Ao integrar modelos de linguagem, como os disponíveis na Hugging Face ou Ollama, podemos criar interfaces mais inteligentes, responsivas e personalizadas. Mas, isso também traz desafios na validação, manutenção e controle de riscos, principalmente na hora de fazer rollback ou ajustar comportamentos.
Na prática, o que vejo é que o uso dessas IAs exige uma preocupação maior com a rastreabilidade das decisões, além de uma atenção especial na performance e na segurança. Como o time de vocês lida com esses trade-offs? Sem esse critério, a solução pode parecer simples no começo e cara no suporte. O valor aparece melhor quando operação, produto e engenharia olham para o mesmo risco. Por isso, o recorte precisa considerar manutenção, validação e caminho de volta.

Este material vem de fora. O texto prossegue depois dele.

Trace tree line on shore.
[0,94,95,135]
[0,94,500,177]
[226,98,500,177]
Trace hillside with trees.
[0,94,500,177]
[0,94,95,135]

Acredito que a chave está em equilibrar inovação com controle, usando testes menores, feature flags e validações constantes. Assim, a gente consegue aproveitar o potencial da IA sem abrir mão da estabilidade do produto. O valor aparece melhor quando operação, produto e engenharia olham para o mesmo risco. Por isso, o recorte precisa considerar manutenção, validação e caminho de volta. Esse contexto ajuda a separar ganho real de novidade difícil de sustentar. A decisão fica mais saudável quando o time consegue medir o impacto depois.